Faragher has sifted through the myths and legends surrounding Daniel and captured the essence of the legendary frontier figure. Sometimes when the dust of a couple hundred years is blown off of our heroes, we find them to be somewhat less than we imagined. Boone comes through this in-depth autobiography, which attempts to separate frontier lore from real life, unscathed. By using dozens of first-person quotes and references, we get to know Daniel and others in the book on a personal level.
Faragher's narrative of the killing of James (Daniel's son) and five others near Powell's Valley is chilling. Accounts of the capture and rescue of Jemima (Boone's daughter) and the Callaway girls, and the description of the siege of Boonesborough are vivid.

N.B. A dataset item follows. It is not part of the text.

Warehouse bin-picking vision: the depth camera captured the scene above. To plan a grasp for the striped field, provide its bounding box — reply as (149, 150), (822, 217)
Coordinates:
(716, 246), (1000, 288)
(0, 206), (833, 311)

The siege of Boone's fort begins with crackling rifle fire from the pioneers inside. The Americans who were negotiating with the Shawnee in a clearing in front of the fort gate began grappling with the Indians. Somehow all break free from the "dredfull skuffil" and make it to the fort with bullets flying from both sides. Faragher writes, "The children of Boonesborough long remembered the first terrifying moments of the battle -- deafening gunfire, the fierce whooping on both sides, the barking and baying of the dogs and the panic of the cattle, horses and other livestock as they raced around the interior of the fort in wild abandon, the storm of dust they raised mixing with the acrid smoke of exploded powder."
In another incident later in his life, Boone has moved to Missouri and is taken on a late fall hunt by two of his sons. Almost 70 and in poor health at the time, Daniel hunts for almost a month along the Gasconade. Trying to get home for Christmas, father and sons attempt to cross the thin ice on the Missouri River. Daniel breaks through the ice in deep water up to his armpits, squirms out and makes it to shore in bitter weather. Nathan builds a fire and the boys "stripped him to the skin and dried him before the fire, then carried him home."
I enjoyed this book and think any reader of frontier history will as well. Published by Henry Holt and Company, Daniel Boone should be available at most bookstores.